DIARIO DE ENVEJECIMIENTO 60
“Un ser vivo que se aísla de su entorno se independiza trivialmente de la incertidumbre, sí, pero al alto precio de convertirse en un ser muerto (o casi: la hibernación)”. Jorge Wagensberg
Lunes, nueve de diciembre de dos mil veinticuatro
Sí, ya es lunes. Pero, tengo un problema técnico: para llegar al primer día de la semana, antes tendrían que haber pasado los últimos de la anterior, y, ahora, no soy consciente de que existieran. No tengo recuerdos vivos de ellos.
Será, como dice Wagensberg, que ya me he muerto, pero de eso tampoco me he enterado. Me pregunto: ¿habrá alguna muerte tan instantánea y fulgurante que no te enteres de que te mueres?
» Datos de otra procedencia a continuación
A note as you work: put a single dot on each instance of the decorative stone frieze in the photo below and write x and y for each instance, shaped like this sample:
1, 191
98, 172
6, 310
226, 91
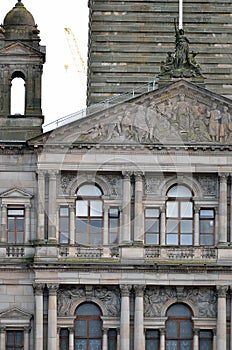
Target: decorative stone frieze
125, 290
203, 299
68, 299
209, 184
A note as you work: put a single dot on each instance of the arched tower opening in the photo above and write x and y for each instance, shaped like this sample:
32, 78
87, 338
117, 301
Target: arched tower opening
17, 94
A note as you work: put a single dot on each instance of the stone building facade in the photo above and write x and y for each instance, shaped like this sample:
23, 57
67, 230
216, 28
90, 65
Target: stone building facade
116, 229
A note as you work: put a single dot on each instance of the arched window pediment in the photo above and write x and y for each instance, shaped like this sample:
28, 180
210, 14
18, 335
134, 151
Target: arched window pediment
89, 190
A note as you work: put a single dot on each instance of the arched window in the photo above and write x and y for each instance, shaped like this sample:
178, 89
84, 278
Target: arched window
89, 215
88, 327
179, 214
17, 94
179, 328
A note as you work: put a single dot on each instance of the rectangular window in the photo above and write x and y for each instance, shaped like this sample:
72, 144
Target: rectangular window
112, 339
152, 226
152, 339
114, 224
14, 340
15, 225
206, 340
64, 225
207, 226
64, 339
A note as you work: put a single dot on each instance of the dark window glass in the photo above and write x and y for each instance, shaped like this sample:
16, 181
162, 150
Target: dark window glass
206, 340
15, 226
14, 340
207, 226
64, 225
64, 339
179, 328
179, 216
112, 339
88, 327
89, 215
152, 339
114, 224
152, 226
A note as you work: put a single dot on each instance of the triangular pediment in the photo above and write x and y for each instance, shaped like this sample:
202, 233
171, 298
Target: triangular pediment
16, 193
14, 313
180, 113
19, 48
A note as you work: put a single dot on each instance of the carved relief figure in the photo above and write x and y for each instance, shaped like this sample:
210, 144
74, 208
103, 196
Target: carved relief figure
182, 48
225, 124
66, 298
183, 113
214, 122
110, 300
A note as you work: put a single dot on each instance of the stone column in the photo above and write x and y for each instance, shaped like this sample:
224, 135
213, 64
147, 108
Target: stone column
118, 338
26, 338
196, 339
221, 317
72, 224
104, 339
230, 317
41, 206
106, 225
139, 341
27, 222
71, 338
38, 336
3, 232
2, 337
214, 339
196, 226
52, 315
126, 209
230, 207
125, 317
162, 226
162, 339
52, 213
138, 214
223, 209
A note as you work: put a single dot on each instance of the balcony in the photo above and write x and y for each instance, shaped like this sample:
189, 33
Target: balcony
182, 253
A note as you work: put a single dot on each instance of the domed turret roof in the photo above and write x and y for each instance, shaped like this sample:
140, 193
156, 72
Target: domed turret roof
19, 16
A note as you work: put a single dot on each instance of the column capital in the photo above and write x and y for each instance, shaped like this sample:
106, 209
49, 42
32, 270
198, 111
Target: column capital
38, 288
196, 331
125, 290
223, 176
197, 208
71, 330
127, 174
139, 290
27, 329
138, 175
52, 288
2, 329
53, 174
221, 291
41, 173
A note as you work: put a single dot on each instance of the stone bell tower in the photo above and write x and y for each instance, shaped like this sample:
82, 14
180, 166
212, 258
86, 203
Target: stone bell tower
21, 56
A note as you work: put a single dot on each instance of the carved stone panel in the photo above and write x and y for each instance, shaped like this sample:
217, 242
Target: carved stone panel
203, 300
209, 184
69, 298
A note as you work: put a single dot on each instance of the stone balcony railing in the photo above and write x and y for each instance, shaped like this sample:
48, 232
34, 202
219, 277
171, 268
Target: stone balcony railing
181, 253
117, 253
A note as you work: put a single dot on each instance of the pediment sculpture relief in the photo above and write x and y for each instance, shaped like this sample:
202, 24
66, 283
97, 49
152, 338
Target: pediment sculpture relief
176, 120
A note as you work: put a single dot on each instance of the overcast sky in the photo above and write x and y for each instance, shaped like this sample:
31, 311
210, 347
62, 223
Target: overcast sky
64, 88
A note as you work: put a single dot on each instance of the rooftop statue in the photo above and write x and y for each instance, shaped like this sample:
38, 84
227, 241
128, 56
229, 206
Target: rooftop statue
182, 63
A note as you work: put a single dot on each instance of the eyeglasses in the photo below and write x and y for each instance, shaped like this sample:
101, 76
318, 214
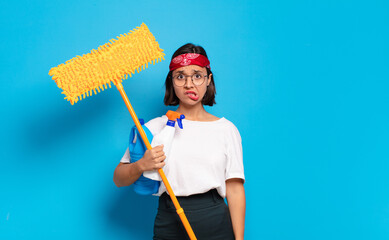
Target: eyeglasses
197, 79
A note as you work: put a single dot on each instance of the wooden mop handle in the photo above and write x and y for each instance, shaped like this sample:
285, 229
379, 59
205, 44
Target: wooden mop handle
180, 211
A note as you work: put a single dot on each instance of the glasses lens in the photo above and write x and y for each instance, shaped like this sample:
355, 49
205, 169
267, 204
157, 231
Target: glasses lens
179, 80
198, 79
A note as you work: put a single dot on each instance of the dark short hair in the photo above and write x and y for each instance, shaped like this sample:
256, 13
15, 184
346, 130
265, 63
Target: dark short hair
171, 98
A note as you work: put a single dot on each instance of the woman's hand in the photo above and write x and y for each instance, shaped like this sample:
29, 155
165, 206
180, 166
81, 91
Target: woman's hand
153, 159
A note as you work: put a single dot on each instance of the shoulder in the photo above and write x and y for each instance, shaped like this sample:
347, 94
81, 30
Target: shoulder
229, 128
155, 125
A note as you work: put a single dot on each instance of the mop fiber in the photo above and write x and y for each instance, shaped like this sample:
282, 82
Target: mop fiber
111, 62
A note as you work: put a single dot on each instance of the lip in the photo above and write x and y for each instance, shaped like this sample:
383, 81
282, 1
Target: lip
189, 92
192, 95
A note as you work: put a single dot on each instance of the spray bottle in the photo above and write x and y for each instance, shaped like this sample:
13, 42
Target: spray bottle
137, 148
165, 137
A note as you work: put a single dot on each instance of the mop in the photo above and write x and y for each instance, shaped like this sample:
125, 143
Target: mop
113, 62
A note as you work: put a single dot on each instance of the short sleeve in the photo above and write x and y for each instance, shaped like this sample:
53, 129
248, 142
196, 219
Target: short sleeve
126, 157
234, 167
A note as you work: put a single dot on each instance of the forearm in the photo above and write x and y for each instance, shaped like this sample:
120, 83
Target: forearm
237, 205
126, 174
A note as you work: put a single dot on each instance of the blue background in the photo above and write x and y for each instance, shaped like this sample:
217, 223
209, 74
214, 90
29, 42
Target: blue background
305, 82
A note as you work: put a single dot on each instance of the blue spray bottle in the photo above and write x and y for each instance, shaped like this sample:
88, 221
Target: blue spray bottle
165, 137
143, 186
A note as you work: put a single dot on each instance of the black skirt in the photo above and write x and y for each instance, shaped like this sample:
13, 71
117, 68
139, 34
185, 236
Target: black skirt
207, 214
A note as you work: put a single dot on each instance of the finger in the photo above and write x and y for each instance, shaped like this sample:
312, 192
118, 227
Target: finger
158, 154
159, 147
160, 165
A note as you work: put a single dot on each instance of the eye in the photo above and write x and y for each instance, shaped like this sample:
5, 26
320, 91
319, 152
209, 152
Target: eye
180, 76
198, 76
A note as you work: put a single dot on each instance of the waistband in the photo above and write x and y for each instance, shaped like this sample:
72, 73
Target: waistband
192, 202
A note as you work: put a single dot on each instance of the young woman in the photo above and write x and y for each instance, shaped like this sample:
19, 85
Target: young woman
205, 162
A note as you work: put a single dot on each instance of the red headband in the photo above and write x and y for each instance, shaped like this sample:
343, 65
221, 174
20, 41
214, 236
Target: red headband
189, 59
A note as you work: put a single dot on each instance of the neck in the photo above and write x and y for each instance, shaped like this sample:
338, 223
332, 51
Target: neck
194, 113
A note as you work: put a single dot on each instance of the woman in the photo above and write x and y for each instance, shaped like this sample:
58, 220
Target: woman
205, 162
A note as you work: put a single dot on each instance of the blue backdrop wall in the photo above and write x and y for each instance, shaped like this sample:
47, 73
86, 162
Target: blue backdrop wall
305, 82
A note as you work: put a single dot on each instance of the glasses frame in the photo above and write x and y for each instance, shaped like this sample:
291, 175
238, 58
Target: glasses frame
191, 77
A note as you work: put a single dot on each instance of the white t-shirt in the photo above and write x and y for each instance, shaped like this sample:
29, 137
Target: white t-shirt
203, 156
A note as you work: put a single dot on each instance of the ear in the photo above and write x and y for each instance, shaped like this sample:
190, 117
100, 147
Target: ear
209, 79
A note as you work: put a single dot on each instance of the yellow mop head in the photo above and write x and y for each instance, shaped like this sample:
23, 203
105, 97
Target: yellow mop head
111, 62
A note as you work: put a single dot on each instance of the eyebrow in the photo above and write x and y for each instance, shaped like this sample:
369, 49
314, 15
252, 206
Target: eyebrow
194, 71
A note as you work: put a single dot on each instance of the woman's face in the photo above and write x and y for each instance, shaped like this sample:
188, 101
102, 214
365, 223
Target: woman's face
189, 93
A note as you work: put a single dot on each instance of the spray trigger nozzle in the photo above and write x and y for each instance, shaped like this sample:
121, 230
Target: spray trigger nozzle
179, 120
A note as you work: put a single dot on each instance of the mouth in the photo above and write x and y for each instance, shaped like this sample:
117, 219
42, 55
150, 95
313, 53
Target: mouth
192, 95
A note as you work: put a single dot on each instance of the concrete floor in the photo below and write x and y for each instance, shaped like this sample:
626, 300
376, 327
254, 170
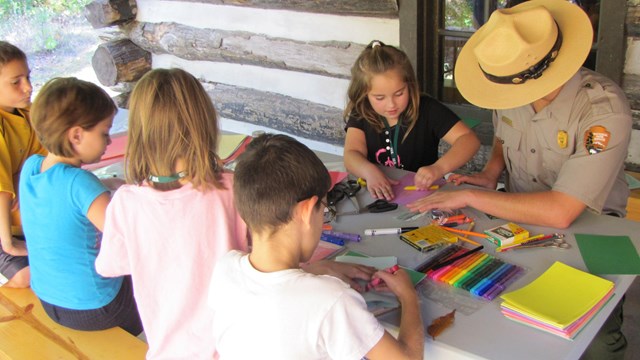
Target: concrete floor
631, 322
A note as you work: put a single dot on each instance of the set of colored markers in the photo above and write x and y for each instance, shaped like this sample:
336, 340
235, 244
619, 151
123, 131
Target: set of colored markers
476, 272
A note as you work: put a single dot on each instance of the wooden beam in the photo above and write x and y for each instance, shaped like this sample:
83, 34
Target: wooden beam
104, 13
120, 61
373, 8
323, 58
297, 117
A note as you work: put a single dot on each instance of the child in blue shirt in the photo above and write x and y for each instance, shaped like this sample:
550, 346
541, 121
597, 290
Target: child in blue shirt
63, 210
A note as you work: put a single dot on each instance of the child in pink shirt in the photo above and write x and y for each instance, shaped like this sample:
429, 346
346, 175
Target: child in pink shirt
176, 217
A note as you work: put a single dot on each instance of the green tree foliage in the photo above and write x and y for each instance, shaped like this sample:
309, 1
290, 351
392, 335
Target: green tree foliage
43, 18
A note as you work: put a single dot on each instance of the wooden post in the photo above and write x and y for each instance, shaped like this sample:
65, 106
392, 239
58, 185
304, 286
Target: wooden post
104, 13
120, 61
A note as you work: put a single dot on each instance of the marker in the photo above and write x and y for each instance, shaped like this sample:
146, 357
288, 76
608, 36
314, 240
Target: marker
466, 232
451, 261
414, 188
332, 239
373, 283
344, 236
389, 231
532, 239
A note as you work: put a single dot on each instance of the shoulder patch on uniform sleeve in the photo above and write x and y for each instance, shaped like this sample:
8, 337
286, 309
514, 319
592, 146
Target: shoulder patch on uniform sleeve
596, 139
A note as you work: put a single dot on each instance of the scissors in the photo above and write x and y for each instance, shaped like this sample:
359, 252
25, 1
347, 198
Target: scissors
340, 190
381, 205
557, 242
377, 206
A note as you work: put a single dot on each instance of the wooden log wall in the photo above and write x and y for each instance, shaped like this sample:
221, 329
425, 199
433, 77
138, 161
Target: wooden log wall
285, 69
321, 64
631, 80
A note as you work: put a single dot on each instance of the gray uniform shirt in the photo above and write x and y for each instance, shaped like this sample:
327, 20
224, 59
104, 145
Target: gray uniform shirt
576, 145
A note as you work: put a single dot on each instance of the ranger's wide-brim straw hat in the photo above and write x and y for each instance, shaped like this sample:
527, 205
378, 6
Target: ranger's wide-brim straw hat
520, 55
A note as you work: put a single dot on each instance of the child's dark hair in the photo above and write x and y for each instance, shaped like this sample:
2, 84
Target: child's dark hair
376, 59
272, 176
63, 103
9, 52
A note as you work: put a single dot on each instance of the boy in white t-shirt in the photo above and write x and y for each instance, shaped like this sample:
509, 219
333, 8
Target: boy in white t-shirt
264, 305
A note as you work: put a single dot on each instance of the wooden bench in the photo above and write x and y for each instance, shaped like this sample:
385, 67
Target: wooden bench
26, 332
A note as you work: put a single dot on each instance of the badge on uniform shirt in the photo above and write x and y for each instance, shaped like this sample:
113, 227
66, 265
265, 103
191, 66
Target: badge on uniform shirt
563, 139
596, 139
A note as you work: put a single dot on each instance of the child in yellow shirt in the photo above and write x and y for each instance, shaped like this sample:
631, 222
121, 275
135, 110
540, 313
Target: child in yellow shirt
17, 142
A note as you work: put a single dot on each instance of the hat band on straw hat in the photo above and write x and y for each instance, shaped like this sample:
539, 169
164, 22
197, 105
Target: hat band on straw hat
532, 72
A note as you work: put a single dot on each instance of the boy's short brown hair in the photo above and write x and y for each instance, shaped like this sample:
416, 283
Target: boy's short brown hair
63, 103
273, 174
9, 52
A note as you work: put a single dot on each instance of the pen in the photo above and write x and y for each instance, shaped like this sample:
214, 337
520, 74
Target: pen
331, 239
451, 261
373, 283
389, 231
413, 187
344, 236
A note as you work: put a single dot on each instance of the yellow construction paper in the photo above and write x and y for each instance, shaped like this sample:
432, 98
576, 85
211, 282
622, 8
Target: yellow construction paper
560, 296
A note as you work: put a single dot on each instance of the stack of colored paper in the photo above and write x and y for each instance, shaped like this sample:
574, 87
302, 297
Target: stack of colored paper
561, 301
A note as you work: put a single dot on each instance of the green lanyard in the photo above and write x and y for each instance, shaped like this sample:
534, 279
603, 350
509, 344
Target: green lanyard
393, 147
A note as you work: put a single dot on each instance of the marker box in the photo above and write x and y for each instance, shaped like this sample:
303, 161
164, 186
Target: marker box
428, 238
507, 234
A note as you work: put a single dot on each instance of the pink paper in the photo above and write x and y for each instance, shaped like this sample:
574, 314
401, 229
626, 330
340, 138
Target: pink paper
337, 176
403, 197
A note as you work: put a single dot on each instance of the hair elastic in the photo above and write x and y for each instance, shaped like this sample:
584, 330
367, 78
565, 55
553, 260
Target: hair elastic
167, 179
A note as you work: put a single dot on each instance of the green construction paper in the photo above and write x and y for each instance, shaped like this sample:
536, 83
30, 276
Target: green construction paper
605, 254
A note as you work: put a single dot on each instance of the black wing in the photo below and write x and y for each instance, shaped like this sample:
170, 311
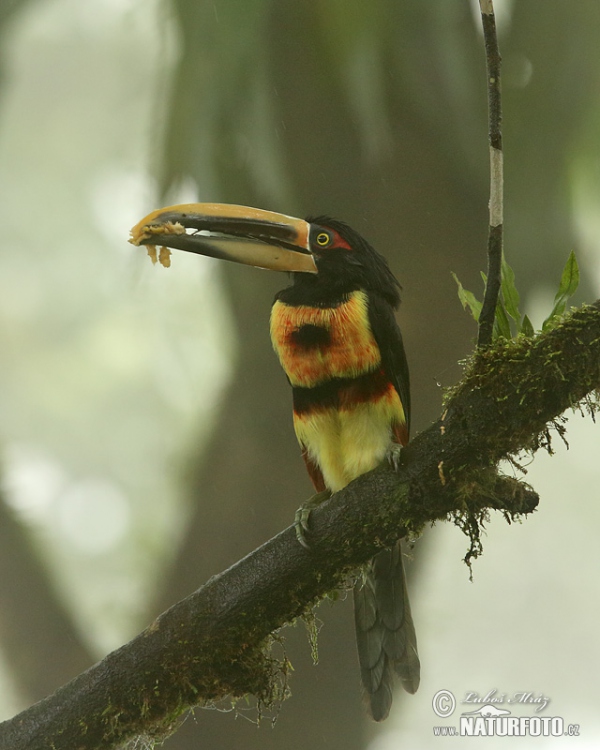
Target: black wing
389, 340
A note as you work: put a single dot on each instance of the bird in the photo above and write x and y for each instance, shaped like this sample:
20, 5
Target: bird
335, 334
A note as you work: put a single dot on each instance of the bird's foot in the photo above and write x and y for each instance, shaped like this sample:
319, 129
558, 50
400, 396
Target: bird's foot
303, 514
393, 456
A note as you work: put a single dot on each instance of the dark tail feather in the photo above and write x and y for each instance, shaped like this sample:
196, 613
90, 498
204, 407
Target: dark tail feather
385, 633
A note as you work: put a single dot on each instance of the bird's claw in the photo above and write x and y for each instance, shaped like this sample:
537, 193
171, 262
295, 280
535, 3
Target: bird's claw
301, 519
393, 456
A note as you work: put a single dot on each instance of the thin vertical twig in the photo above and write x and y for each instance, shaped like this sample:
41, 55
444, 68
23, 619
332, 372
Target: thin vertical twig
494, 273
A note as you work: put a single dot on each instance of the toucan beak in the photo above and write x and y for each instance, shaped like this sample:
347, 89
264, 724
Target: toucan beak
245, 235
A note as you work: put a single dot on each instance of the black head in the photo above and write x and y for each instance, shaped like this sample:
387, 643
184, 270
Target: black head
345, 262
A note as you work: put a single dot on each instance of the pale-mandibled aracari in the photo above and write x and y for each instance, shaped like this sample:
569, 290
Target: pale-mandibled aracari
337, 339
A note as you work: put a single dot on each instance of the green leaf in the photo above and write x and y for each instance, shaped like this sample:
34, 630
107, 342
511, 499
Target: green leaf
510, 295
501, 323
569, 281
468, 299
526, 327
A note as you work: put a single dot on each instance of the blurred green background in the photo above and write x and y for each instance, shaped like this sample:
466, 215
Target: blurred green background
146, 438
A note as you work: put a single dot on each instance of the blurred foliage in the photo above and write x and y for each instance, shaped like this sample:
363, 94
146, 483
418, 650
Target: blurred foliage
508, 302
374, 112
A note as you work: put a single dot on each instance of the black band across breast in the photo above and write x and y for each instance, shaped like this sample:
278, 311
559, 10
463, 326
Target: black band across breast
341, 393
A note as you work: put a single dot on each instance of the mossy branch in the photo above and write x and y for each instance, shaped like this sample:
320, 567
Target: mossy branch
214, 642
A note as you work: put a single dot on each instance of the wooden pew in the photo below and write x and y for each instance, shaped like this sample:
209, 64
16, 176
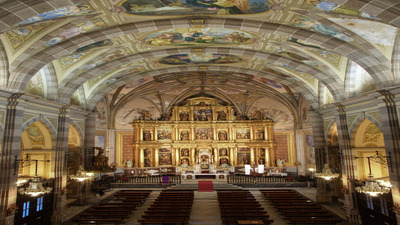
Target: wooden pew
98, 221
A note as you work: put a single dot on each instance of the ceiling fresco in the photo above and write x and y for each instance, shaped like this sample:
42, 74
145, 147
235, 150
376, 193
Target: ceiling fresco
193, 7
200, 58
169, 50
199, 37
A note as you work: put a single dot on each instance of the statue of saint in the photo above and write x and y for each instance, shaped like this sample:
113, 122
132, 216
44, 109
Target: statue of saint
221, 115
222, 136
184, 116
184, 135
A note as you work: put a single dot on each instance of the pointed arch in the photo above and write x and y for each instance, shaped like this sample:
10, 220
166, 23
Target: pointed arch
48, 126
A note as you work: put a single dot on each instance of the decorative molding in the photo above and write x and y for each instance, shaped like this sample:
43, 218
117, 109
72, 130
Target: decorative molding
53, 121
351, 119
27, 117
326, 124
81, 125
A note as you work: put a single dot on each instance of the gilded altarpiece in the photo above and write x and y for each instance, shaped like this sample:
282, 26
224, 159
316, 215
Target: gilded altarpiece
205, 134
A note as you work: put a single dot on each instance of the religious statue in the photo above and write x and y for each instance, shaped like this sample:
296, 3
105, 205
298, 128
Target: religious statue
147, 162
165, 117
260, 135
204, 162
185, 152
202, 116
221, 115
224, 162
146, 135
222, 136
184, 135
257, 115
184, 116
184, 162
223, 152
280, 162
129, 163
101, 161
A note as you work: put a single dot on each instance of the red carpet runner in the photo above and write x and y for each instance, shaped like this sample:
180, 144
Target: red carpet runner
206, 186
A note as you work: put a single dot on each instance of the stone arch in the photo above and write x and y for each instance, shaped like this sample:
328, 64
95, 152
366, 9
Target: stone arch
366, 140
356, 126
396, 60
47, 125
331, 133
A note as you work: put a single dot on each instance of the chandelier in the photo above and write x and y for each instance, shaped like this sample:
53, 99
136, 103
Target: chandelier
35, 186
327, 173
372, 186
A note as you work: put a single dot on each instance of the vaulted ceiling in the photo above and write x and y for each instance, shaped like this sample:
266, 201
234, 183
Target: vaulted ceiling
78, 52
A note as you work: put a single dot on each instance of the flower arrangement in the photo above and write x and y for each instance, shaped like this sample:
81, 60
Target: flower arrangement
12, 210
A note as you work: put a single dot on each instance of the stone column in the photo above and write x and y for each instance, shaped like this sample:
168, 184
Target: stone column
252, 155
347, 165
141, 158
300, 151
90, 130
11, 147
156, 158
60, 170
391, 134
318, 139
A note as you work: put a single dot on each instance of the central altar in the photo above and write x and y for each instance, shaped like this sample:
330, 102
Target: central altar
202, 136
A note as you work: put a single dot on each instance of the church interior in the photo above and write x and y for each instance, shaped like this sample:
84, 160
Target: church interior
119, 97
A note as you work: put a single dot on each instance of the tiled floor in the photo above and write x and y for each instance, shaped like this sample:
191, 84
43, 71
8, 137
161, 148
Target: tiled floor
205, 208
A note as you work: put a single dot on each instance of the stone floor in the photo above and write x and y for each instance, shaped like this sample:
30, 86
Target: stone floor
205, 208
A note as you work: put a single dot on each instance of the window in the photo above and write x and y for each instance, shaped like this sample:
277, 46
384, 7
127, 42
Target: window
39, 205
25, 210
384, 209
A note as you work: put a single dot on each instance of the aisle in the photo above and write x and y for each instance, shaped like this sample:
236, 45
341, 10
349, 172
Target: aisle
205, 209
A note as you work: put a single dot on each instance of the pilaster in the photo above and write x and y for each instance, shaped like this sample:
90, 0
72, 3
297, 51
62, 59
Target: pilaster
60, 170
300, 155
391, 132
347, 165
11, 147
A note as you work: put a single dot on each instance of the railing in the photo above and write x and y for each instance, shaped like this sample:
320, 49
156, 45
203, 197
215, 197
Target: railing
238, 179
173, 179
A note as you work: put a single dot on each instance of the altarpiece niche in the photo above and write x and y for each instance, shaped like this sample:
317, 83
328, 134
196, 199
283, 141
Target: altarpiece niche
203, 134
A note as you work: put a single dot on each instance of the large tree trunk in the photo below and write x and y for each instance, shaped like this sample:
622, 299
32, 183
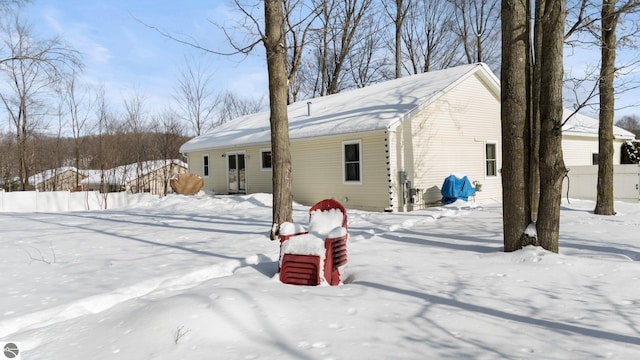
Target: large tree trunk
398, 51
552, 168
514, 118
604, 202
280, 152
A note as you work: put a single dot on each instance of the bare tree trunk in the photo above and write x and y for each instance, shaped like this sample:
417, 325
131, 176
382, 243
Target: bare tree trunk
552, 168
514, 117
276, 64
604, 202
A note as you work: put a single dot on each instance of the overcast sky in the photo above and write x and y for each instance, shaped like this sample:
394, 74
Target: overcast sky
125, 55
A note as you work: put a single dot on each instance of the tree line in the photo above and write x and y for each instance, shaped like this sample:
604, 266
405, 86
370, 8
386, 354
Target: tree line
321, 47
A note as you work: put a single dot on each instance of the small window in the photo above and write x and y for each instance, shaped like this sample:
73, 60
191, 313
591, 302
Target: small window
491, 159
352, 162
265, 159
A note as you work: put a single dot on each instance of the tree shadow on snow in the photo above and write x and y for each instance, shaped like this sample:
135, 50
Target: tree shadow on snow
542, 323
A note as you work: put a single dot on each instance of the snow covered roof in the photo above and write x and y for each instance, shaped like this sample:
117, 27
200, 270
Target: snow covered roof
122, 174
583, 125
48, 174
376, 107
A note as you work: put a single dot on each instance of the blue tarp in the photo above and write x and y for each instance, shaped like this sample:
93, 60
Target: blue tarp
455, 188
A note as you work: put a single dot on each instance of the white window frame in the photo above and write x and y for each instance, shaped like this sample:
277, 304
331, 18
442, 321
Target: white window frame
486, 159
206, 167
344, 162
262, 167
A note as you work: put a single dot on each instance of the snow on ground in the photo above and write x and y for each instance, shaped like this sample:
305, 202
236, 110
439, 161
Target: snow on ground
195, 278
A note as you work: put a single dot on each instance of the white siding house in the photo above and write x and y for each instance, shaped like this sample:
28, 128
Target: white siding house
385, 147
580, 140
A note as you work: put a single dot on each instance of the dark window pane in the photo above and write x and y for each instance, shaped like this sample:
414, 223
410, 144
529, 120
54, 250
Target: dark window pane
266, 159
351, 152
352, 172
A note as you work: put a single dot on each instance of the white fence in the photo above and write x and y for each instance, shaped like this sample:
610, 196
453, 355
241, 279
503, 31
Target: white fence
55, 201
583, 181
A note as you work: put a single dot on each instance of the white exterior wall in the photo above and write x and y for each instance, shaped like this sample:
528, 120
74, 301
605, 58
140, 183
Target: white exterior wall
578, 150
582, 181
449, 137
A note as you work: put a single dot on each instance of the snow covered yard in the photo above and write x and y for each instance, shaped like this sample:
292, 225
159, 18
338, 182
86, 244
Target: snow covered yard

No sé, quizá un rayo, pero tormentas ahora no hay; así que no me debo haber muerto todavía, orgánicamente, se entiende.
De cualquier modo, yo apostaría fuerte, con mi alma si esa entelequia existiera: adquirir muerte súbita a cambio del alma. Sí, porque lo más preciado que tenemos, tiempo, ya estoy de acuerdo con entregarlo. Lástima que esa transacción no se pueda llevar a cabo elegantemente; sí, ya sé, existe el suicidio, pero esa fórmula siempre será prosaica y carente de espiritualidad y finura (con intervención de la policía y hasta de forense y todo).
Tampoco me cuadra del todo la cita de hoy, porque, vamos a ver, un ser, o persona, más bien, siempre podrá aislarse; pero esa decisión también puede partir de los demás, es decir la sociedad que te rodea. No es una decisión unilateral, siempre hay dos partes en juego, como en el amor, pongamos.
Es más, los viejos, poco a poco, vamos opacándonos hasta hacernos transparentes, invisibles. Y eso, no conviene olvidarlo: en el aislamiento también intervienen los demás. Nadie quiere tratos con los viejos, luego estamos condenados al ostracismo y la virtualidad, sencillamente porque suelen ser los demás los que deciden. Al marginado, en caso de que perciba esa funesta realidad, por dignidad, solo le queda aislar él mismo a los otros. Conmiseraciones sobre la propia carne, ninguna, por favor.
La vejez es una cárcel de la que no saldrás nunca, perpetua hasta la muerte. Hasta hace nada, yo, todavía creía que con mi libertad de la mano podía acceder a cualquier sitio, siguiendo mis impulsos más naturales; pues bien, he descubierto que no es así, que para determinadas cosas tienes vetado el acceso, por ejemplo, si tienes más de 65 añitos (lo viejos con los viejos que no ofendan a los jóvenes con su lamentable presencia).
Seguro que alguien joven y sano (de esos que siempre tienen a mano un argumento lógico, sensato y banal), argumentarían que a los viejos siempre nos quedarán otros viejos para socializar y mantenernos integrados entre sí.
Sí, claro, como los niños con otros niños, jóvenes con jóvenes, y así sucesivamente hasta el final de las generaciones.
Sí, nada que oponer, todo en orden, impecable e impoluto silogismo, pero esa ideal alternativa al aislamiento para mí es imposible porque a mí los viejos no me gustan (se han rendido todos), ni colectiva ni individualmente, salvo mis amigos porque hemos envejecido juntos, y esos solo son dos. El drama de la soledad está servido. “Renunciar a la vida para así no tener que renunciar a uno mismo”. Fernando Pessoa.
La Fotografía: De unos años a esta parte los viejos hemos ido conquistando espacios públicos, ahora somos los amos de las ciudades, que parece que se hayan creado para nosotros, estamos por todos lados, siempre estorbándonos unos a otros (a mí mucho). Además, nos organizamos en bandas, como los de la foto. Ocupamos los jardines, las calles, las catedrales, los museos y los teatros, todos a todas horas, hasta los locales nocturnos los vamos ocupando poco a poco, bailoteando patéticamente sin parar. Parece que hayamos enloquecido por una única y sencilla razón: no queremos morirnos nunca.